Текст книги "Осторожно, писатели! [сборник]"
Автор книги: авторов Коллектив
Жанр:
Юмористическая проза
сообщить о нарушении
Текущая страница: 11 (всего у книги 12 страниц)
Елена Торсукова, Пермский край
Везение
В окна задувал сильнейший ветер. Несмотря на то, что солнце палило и температура была +25, сквозняки оставались сквозняками: со стола слетали салфетки, мелкие листки бумаги, дверь кабинета открывалась сама собой и с резким противным стуком захлопывалась…
Добравшись наконец до дома, я вздохнула с облегчением. Во‑первых, устала поправлять причёску (в зеркале увидела стоявшие вертикально, как после удара током (?!), залакированные перед выходом на улицу, волосы), а кроме того, устала бороться с бесстыдством ветра, стремящегося задрать мою широкую юбку до самого подбородка…
Наконец, наш новый дом… Люди въезжают до сих пор, делая ремонты и благоустраиваясь. Что это валяется под ногами?.. Москитная сетка… Странно… С чего бы это фирме, которая недавно их устанавливала во всех квартирах, раскидываться своим товаром! Наверно, забыли погрузить в спешке (всё‑таки, последний день рабочей недели!)… А может, выпала из какого‑нибудь окна? На всякий случай я подняла голову и пошарила взглядом по окнам – вроде, все с сетками…
А! – махнула рукой. – Найдётся хозяин! Мне до чужих сеток нет дела!..
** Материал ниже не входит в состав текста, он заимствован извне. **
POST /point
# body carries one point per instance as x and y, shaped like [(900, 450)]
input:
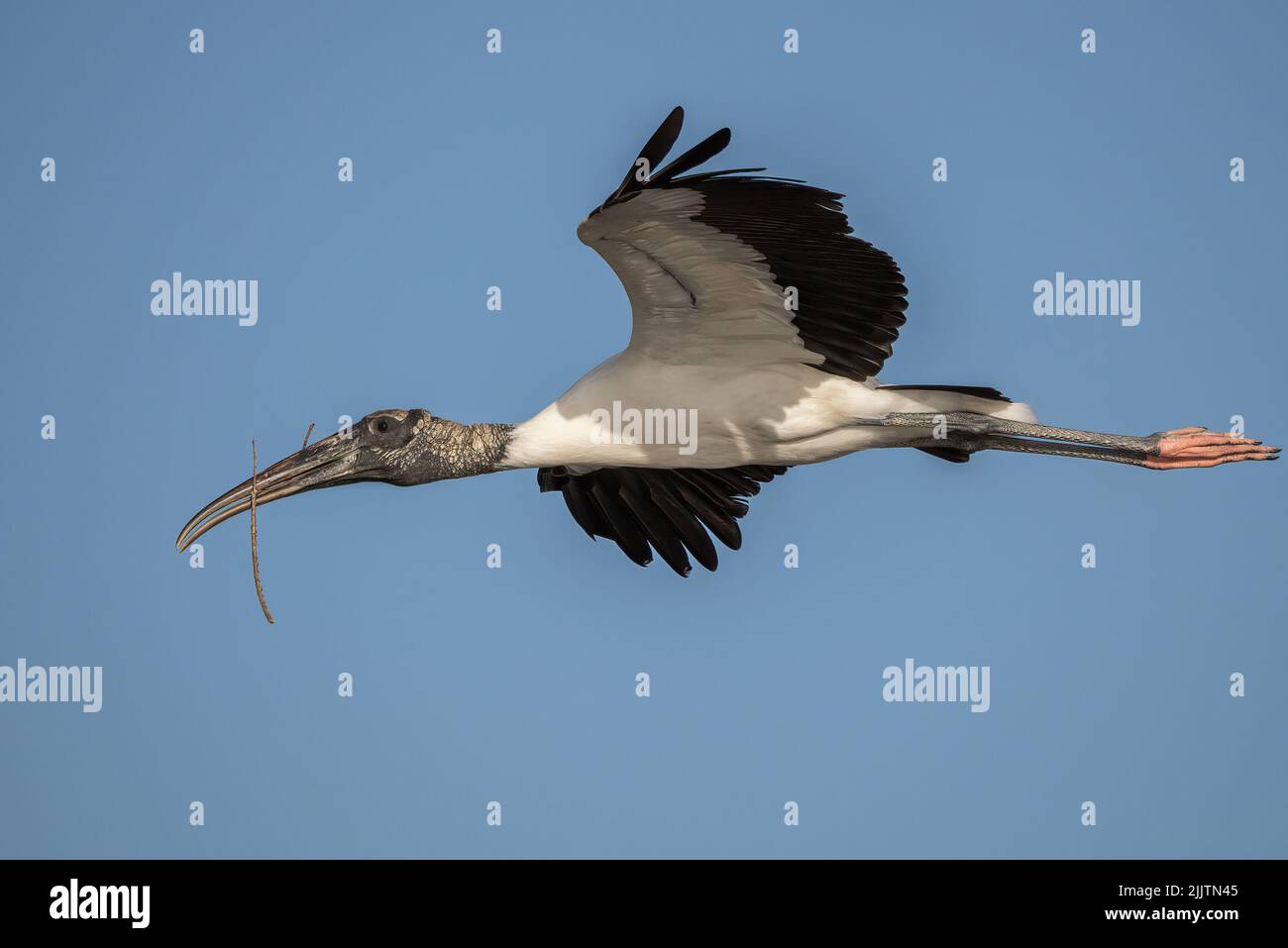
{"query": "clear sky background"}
[(518, 685)]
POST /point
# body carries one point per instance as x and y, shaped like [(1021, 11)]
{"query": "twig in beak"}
[(254, 536)]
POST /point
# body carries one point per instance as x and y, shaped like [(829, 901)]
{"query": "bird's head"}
[(394, 446)]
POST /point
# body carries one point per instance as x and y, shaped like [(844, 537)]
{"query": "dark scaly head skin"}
[(393, 446)]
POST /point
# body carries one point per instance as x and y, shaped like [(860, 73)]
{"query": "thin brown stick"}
[(254, 536)]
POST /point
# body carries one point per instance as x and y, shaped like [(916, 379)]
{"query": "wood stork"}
[(758, 316)]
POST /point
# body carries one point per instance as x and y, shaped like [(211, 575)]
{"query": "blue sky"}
[(518, 685)]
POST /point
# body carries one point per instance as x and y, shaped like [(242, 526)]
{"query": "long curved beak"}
[(327, 463)]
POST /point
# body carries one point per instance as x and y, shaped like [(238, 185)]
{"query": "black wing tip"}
[(666, 513), (657, 147)]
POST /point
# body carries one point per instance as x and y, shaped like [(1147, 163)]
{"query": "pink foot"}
[(1198, 447)]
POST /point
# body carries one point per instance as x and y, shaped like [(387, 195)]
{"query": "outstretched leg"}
[(1183, 447)]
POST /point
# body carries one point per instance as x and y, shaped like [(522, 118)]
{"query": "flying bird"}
[(758, 318)]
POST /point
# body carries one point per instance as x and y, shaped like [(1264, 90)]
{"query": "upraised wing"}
[(728, 266)]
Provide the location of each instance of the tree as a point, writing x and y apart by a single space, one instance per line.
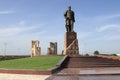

Однако почему‑то вернулась обратно, подобрав её (небрежно брошенная сетка лежала так одиноко!..), и занесла в подъезд, аккуратно прислонив лёгкую рамку к стене возле входной двери.
До позднего вечера я колдовала на кухне. Окна распахнула, чтобы сладкий, немного приторный аромат пригоревшего варенья улетучивался вместе с порывами ветра. Муж читал газету. Замечаю, что он отмахивается от пары мух… Откуда?!
– Залетают, когда в дверь входим, – пояснил муж, не отрываясь от газеты и с аппетитом похрустывая свежим огурчиком… Через минуту он уже отмахивался от двух пар мух… А ещё через минуту на липкую банку с клубничным вареньем сел огромный шмель… Пока я прогоняла шмеля, муж, которому, видимо, надоело воевать с одолевшими его мухами, оторвался от газеты и потянулся к окну – закрыть…
– Где наша сетка?!
В вопле слышалось не одно только недоумение, а горечь и обида… Ещё бы! Остаться в такую жару без москитной сетки – смерти подобно! Обречь себя на бессонные ночи: окна открыть – кровопийцы‑комары одолеют, не открывать – лежать в духоте бетонной коробки квартиры, обливаясь ручьями пота (как всегда это бывает: кондиционер, в череде ремонтных работ и необходимых приобретений оказался последним!)…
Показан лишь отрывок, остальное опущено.